While Mac OS X inherited much from Mac OS 9 and earlier, a lot of its underpinnings came instead from NeXT, whose operating system was based on BSD UNIX. Now, a UNIX system is inherently multi-user in nature; this is quite a departure, actually, from previous consumer desktop operating systems, and it has some implications. For one thing, UNIX has a notion that there might be a systems administrator of some sort, and that it is a requirement that users can’t tamper with the system or even with each others’ files. For another, UNIX has a long tradition of hard-coded paths (e.g. you can rely on a Bourne shell existing at “/bin/sh”), and coupled with the UNIX idea of a single unified filesystem namespace, this implies again that the user cannot be in control of the disk. Well, the root disk, at any rate.

The mistake Mac OS X makes here is the same one that the various attempts at Linux on the desktop make — they expose the root of the filesystem namespace to the user, and then in the case of Mac OS X go to great lengths to hide all kinds of “special” (and fragile) folders from end users who can’t be relied upon to understand their contents or the fact that they shouldn’t tamper with them. More recently, Mac OS X removed disk icons from the desktop, leaving it empty by default — there isn’t even an icon for the user’s home folder. Small wonder new users don’t understand the filesystem if you don’t show it to them!

Finally, Mac OS X and Windows, as well as numerous third-party software packages have made matters worse by placing all kinds of extra files and folders in users’ home folders. I understand the argument for them being there, but every extra file or folder of this type is contributing to the confusion users experience when (if) they are shown their disk. Hiding it, as Mac OS X does with “~/Library” is a half-assed solution; what if I wanted a folder called “Library”? I can’t have it, that’s what. Hiding things also creates problems if users want to back up their files; e.g. should I back up “~/Library/Preferences”? Probably, but I most likely do not want to back up “~/Library/Caches”.

But the filesystem is hard

No, no it isn’t. It’s like a lady’s handbag or a gentleman’s tool box. You can imagine putting ever smaller bags within a handbag, or even smaller boxes in a tool box, and so can your users. You’d have to be really quite sub-normal to have difficulty with this notion, actually.

The “hard” part is knowing that it actually exists, or that it’s a bit like a bag full of bags in the first place, and that’s our fault as developers and designers.

So what should we do?

Well, for one thing, stop reinventing the filesystem in the name of ridding us of the filesystem. For another, Apple needs to ship a filesystem chooser in iOS, and, sandboxing or no, the user needs to be able to pick any file they like from any application that knows how to open it. That shouldn’t mean applications automatically get access to any old file — I’m quite happy for the user to pick it.

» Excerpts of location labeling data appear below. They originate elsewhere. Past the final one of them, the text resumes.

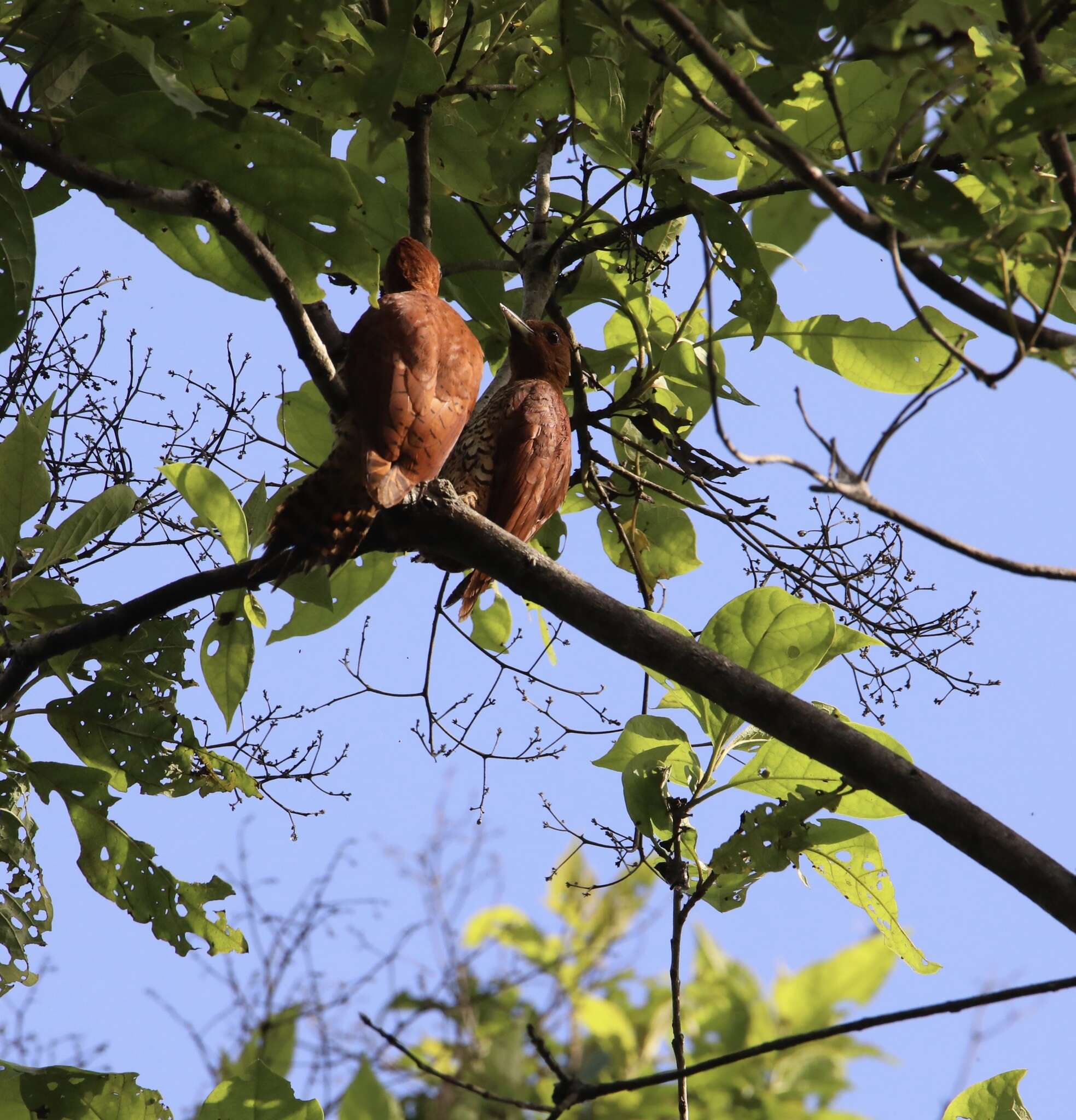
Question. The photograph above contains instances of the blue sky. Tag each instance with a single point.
(990, 468)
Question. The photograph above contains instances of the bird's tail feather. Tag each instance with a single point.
(469, 591)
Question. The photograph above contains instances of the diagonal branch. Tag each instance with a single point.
(777, 1045)
(203, 201)
(437, 523)
(854, 217)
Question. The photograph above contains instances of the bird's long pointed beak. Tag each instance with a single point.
(516, 324)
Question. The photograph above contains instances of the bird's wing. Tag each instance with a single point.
(413, 376)
(532, 460)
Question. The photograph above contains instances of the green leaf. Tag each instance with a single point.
(213, 502)
(24, 482)
(812, 998)
(124, 871)
(869, 99)
(903, 360)
(228, 655)
(141, 48)
(771, 633)
(491, 626)
(661, 537)
(777, 768)
(367, 1099)
(258, 511)
(271, 1043)
(997, 1098)
(1036, 110)
(650, 753)
(786, 221)
(305, 424)
(26, 910)
(350, 585)
(17, 255)
(69, 1093)
(769, 838)
(644, 734)
(261, 1094)
(846, 640)
(738, 253)
(293, 195)
(848, 856)
(100, 516)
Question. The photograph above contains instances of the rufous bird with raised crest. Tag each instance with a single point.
(513, 463)
(411, 378)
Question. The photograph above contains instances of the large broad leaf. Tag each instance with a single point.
(24, 482)
(17, 255)
(100, 516)
(213, 502)
(349, 586)
(891, 360)
(772, 634)
(261, 1094)
(228, 655)
(26, 910)
(491, 626)
(769, 839)
(271, 1043)
(738, 254)
(66, 1093)
(869, 99)
(661, 538)
(777, 768)
(813, 997)
(997, 1098)
(367, 1099)
(848, 856)
(292, 195)
(124, 870)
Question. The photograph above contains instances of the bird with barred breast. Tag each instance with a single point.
(411, 378)
(513, 463)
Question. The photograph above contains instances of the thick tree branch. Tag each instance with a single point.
(203, 201)
(917, 262)
(444, 526)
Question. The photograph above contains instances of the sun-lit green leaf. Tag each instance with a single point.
(768, 841)
(846, 640)
(228, 655)
(100, 516)
(271, 1043)
(349, 586)
(260, 1094)
(997, 1098)
(811, 998)
(771, 633)
(17, 255)
(848, 856)
(367, 1099)
(213, 502)
(28, 1093)
(286, 189)
(776, 770)
(890, 360)
(305, 424)
(491, 626)
(124, 870)
(26, 910)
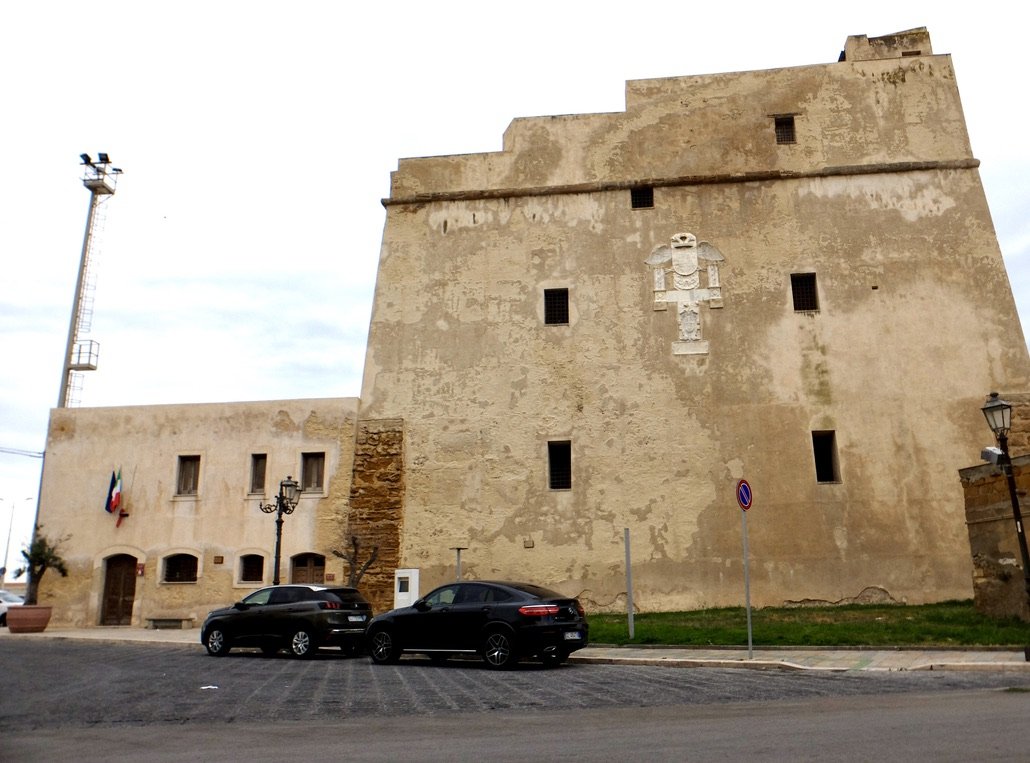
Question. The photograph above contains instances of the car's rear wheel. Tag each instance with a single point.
(499, 650)
(217, 643)
(302, 644)
(383, 647)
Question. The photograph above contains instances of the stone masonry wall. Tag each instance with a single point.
(376, 505)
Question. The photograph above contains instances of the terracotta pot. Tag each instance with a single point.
(29, 618)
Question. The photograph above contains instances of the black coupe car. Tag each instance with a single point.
(500, 621)
(299, 618)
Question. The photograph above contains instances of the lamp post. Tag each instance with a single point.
(999, 418)
(6, 546)
(285, 501)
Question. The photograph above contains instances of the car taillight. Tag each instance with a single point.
(538, 610)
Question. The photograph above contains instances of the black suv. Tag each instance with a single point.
(500, 621)
(299, 618)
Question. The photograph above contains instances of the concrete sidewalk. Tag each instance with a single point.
(760, 658)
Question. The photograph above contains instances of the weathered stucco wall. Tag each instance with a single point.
(879, 197)
(222, 520)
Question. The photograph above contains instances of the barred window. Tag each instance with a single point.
(251, 568)
(785, 129)
(802, 286)
(642, 197)
(259, 462)
(559, 458)
(180, 568)
(312, 471)
(556, 306)
(189, 477)
(824, 450)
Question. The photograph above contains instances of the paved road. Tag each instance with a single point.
(62, 696)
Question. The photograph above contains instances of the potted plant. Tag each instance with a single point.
(41, 554)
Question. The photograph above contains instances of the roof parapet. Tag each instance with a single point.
(900, 44)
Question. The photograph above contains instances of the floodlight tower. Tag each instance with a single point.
(81, 354)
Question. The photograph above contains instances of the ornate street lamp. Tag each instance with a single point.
(285, 501)
(999, 418)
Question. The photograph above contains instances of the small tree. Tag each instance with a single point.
(39, 556)
(355, 573)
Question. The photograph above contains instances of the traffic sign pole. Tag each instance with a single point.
(745, 498)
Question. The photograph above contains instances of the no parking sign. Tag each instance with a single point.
(744, 494)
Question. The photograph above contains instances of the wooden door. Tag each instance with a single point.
(119, 590)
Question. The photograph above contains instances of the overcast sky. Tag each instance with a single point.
(256, 138)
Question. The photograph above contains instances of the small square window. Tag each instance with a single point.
(824, 449)
(642, 197)
(312, 471)
(556, 306)
(180, 568)
(559, 461)
(259, 462)
(785, 129)
(802, 286)
(189, 477)
(251, 568)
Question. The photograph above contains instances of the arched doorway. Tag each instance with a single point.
(307, 568)
(119, 590)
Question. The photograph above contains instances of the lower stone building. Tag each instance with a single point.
(189, 533)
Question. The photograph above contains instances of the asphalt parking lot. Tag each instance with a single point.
(62, 683)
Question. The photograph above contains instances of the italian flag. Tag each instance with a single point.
(114, 492)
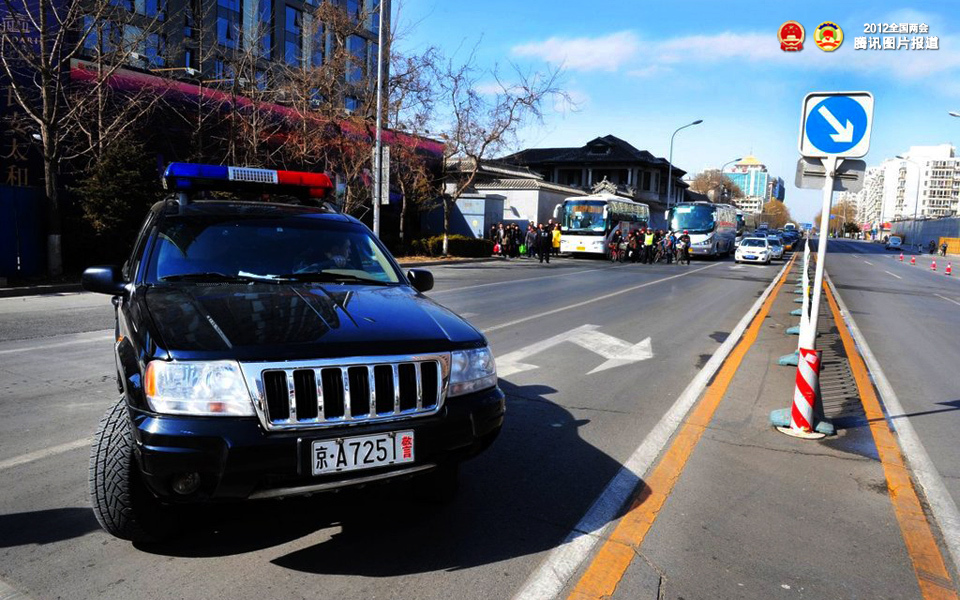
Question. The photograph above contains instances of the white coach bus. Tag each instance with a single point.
(587, 223)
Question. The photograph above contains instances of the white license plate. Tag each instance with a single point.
(362, 452)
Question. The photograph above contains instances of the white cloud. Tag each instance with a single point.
(603, 53)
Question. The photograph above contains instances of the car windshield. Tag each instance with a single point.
(694, 218)
(585, 215)
(244, 248)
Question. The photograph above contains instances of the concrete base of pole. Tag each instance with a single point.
(780, 418)
(789, 360)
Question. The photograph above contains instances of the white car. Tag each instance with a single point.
(776, 246)
(754, 250)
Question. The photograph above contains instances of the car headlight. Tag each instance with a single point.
(197, 388)
(471, 371)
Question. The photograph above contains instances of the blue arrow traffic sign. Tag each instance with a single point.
(836, 124)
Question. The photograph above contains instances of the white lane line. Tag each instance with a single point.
(563, 562)
(41, 454)
(947, 299)
(592, 300)
(941, 503)
(87, 340)
(512, 281)
(8, 592)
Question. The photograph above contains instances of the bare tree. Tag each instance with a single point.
(410, 106)
(477, 126)
(39, 40)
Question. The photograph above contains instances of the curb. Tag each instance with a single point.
(37, 290)
(453, 261)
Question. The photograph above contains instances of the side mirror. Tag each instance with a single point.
(104, 280)
(420, 279)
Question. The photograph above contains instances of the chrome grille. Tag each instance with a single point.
(334, 392)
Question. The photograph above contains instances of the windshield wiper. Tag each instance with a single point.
(215, 276)
(325, 277)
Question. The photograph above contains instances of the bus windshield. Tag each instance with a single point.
(694, 218)
(584, 216)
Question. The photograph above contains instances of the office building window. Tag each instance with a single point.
(293, 37)
(155, 50)
(356, 59)
(265, 10)
(156, 9)
(229, 19)
(319, 45)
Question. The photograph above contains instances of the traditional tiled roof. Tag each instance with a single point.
(608, 149)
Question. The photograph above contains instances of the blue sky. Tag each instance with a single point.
(639, 69)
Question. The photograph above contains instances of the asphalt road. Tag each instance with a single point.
(910, 317)
(567, 433)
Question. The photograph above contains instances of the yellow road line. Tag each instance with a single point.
(608, 566)
(932, 575)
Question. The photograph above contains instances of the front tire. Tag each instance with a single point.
(123, 505)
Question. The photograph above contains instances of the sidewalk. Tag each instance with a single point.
(758, 514)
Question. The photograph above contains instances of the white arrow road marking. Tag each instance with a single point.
(616, 351)
(843, 134)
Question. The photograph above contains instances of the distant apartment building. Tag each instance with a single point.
(776, 189)
(752, 178)
(924, 182)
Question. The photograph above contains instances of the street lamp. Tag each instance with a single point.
(378, 151)
(670, 160)
(916, 203)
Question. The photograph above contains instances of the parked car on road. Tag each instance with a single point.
(754, 249)
(776, 246)
(267, 349)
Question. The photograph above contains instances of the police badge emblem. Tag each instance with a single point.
(828, 36)
(790, 35)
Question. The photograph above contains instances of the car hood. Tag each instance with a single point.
(268, 321)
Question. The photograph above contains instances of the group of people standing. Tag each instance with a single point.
(644, 244)
(541, 241)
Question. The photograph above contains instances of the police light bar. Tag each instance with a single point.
(192, 177)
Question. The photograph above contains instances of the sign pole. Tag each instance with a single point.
(809, 336)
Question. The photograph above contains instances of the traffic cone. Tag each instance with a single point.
(805, 417)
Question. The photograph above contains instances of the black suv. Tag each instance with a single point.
(266, 350)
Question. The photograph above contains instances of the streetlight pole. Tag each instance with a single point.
(378, 151)
(670, 161)
(916, 203)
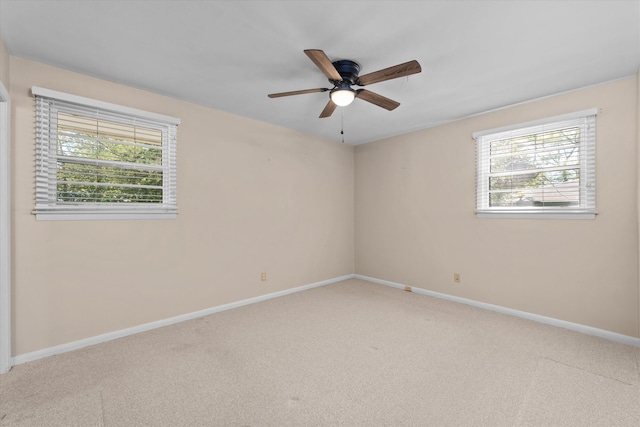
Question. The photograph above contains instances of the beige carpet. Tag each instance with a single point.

Second, treat the user with some respect. Stop putting system files and application files in users’ home areas without asking. There’s an argument for storing preference files there, and maybe even for allowing users to install plug-ins and drivers and things, but in that case you need to add exactly one folder (which should probably be called “System”, not “Library”, as the chances of a user wanting a folder called “System” are quite small) and everything should go inside it. You might even care to stick a “Read Me” file in it to explain to users what it is. You might convince me of the need for a “Temp” folder or similar as well. But that’s that, and neither of these should end up deeply nested or with lots of data in them.

Third, show the user their home folder. Put it on the desktop. And show them any disks or storage devices they attach too. Don’t hide them away, and don’t go creating mysterious files and folders on them without being told to.

Finally, stop spouting rubbish about the filesystem. It isn’t hard, it isn’t complicated, and users can understand and use it.